I am beginning to recognize the nerves some of these things hit. But 
the problems are not in reading from void_tile, but the fact that it 
is (still) returned by get_map_tile as a (bad) fix for people that 
haven't checked their coordinates. And this is caused by not really
having a well defined set of coordinate checking tools available, or
those that were available being perverted for sleazy reasons.

BTW: most of the underlying problems with this are dimishing rapidly
and it should be the case that you can remove it from here without 
problems now. In fact I set the return value here to "NULL" to trap 
a lot of the access points, and don't have any problems currently.

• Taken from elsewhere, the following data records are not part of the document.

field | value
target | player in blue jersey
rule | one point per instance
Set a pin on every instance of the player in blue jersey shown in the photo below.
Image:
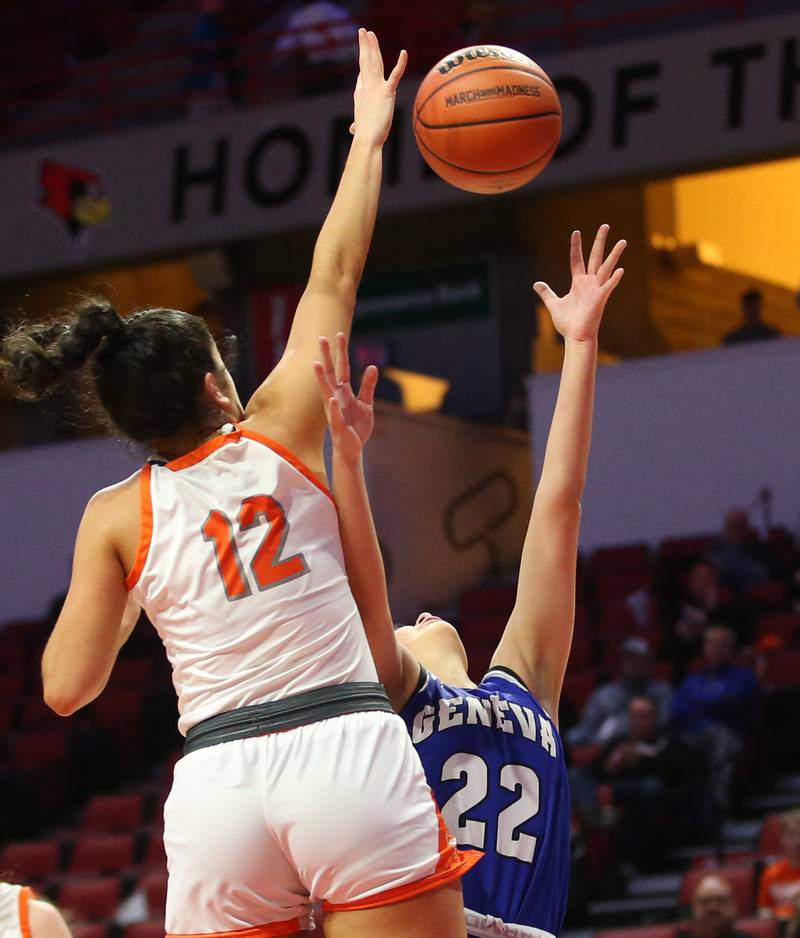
(491, 751)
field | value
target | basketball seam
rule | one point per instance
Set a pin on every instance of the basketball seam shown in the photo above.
(492, 120)
(486, 172)
(488, 68)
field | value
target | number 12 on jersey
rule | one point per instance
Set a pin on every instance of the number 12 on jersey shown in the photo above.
(474, 772)
(268, 567)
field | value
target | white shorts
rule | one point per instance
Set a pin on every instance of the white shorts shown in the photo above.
(257, 830)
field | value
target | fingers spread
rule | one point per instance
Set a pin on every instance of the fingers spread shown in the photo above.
(576, 264)
(327, 360)
(544, 292)
(343, 359)
(598, 249)
(611, 261)
(398, 70)
(366, 393)
(325, 388)
(612, 281)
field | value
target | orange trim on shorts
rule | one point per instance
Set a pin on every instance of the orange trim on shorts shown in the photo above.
(25, 896)
(146, 527)
(290, 457)
(453, 864)
(255, 931)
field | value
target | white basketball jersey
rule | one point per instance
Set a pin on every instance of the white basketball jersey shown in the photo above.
(14, 911)
(240, 569)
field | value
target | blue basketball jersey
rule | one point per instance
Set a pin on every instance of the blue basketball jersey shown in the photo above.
(495, 763)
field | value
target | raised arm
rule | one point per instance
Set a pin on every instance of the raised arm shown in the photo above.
(287, 404)
(350, 419)
(537, 639)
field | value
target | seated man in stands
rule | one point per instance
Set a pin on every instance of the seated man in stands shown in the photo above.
(741, 559)
(605, 715)
(753, 328)
(779, 891)
(656, 780)
(716, 707)
(713, 911)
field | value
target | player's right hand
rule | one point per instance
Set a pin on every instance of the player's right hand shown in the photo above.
(350, 417)
(374, 96)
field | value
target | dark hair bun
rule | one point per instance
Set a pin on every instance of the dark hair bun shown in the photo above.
(34, 359)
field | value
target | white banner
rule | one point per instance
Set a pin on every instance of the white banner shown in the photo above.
(680, 102)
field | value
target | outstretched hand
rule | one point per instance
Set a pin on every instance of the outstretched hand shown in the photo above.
(350, 416)
(577, 315)
(374, 96)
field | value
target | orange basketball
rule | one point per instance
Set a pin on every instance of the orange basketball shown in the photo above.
(487, 119)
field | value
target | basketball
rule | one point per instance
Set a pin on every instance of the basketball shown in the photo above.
(487, 119)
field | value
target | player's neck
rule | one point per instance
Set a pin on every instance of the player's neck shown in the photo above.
(454, 674)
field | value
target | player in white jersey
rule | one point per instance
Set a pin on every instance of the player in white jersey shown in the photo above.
(298, 783)
(22, 915)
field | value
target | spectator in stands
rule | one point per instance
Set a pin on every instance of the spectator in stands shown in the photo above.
(702, 600)
(716, 707)
(753, 328)
(213, 79)
(655, 779)
(318, 36)
(21, 913)
(713, 911)
(605, 715)
(779, 891)
(739, 556)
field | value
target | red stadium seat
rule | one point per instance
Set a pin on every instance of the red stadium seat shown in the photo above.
(155, 889)
(89, 930)
(782, 625)
(31, 861)
(40, 750)
(102, 854)
(772, 594)
(113, 813)
(646, 931)
(740, 878)
(92, 899)
(684, 548)
(626, 558)
(153, 928)
(769, 843)
(781, 669)
(758, 927)
(155, 855)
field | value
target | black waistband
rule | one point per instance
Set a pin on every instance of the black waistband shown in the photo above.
(287, 713)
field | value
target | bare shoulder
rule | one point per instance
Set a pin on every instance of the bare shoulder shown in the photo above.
(46, 921)
(114, 502)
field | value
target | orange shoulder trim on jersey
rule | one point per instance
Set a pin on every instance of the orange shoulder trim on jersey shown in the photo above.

Doing iterate loops means most accesses are checked implicitly before
the map_get_tile() anyway.

Getting rid of adjust_map_* in most of its invocations is also solving
a lot of this. Using this, one usually doesn't do proper error checking
and there were no end of fixups to "adjust" coordinates that were not
legitimately adjustable. The "y" truncation fix is a prime example.

>10) I don't think the use of adjc_iterate() in reset_move_costs() is
>    appropriate, since memcpy() is rather ugly.  I think it would be
>    better to leave as-is here.

If you look at Jason's latest flavour for these which I have adopted, 
the main body of the loop is a "if" clause. One can do an "} else {" 
and run an invalid clause within the loop if needed.

But doing a structure copy which is what the memcpy does, is perfectly
reasonable to initialize, and there is no need to manually set each
value to a possibly hardcoded magic number that is the current buggy
style. If one wants to change the initialized default, one should be
able to do this once where it is defined and have all the code that
uses it copy from there. void_tile seemed to be the place to do this,
i.e. where it was already done.

On the flip side, are you suggesting that all the alternate map border
conditions should be hardcoded into this loop, even though it would be 
just about the only place in the code that does this?

Note: if you do a "set maptype 3" in my current sandbox, this loop now
will correctly handle Donut-World wrap conditions, whereas the original
code would quite possibly fault on map_get_tile, or do something bad
to the void_tile address that it returned (if you were running lenient).

I'll send out a copy of the current patch as soon as I make a pass over
some of the other issues - this will hopefully reduce the noise and give
everyone a chance to see what I am talking about since this is fresh in 
my mind from unscrambling it, but not yet in yours :-).

>11) Don't be afraid to change strange and cruel formatting to be in
>    line with Freeciv's style (K&R, two spaces for indentation) if you
>    happen to be touching some code.  This is particularly relevant
>    for mapgen.c.  However, don't do it if you're not touching
>    anything in the vicinity, since that only obscures the important
>    portions of your patch.
>
>Can you make another patch that incorporates these suggestion?

Will work on it over the weekend as a (number of) patches to 1.12.0.

>-- 
>Big Gaute                               http://www.srcf.ucam.org/~gs234/
>Yow!  I'm having a quadraphonic sensation of two winos
> alone in a steel mill!

And thanks again for the feedback. It is only from differing views that
things really get scrutinized and the best solutions emerge. So not seeing
eye-to-eye on some things is not all that bad :-).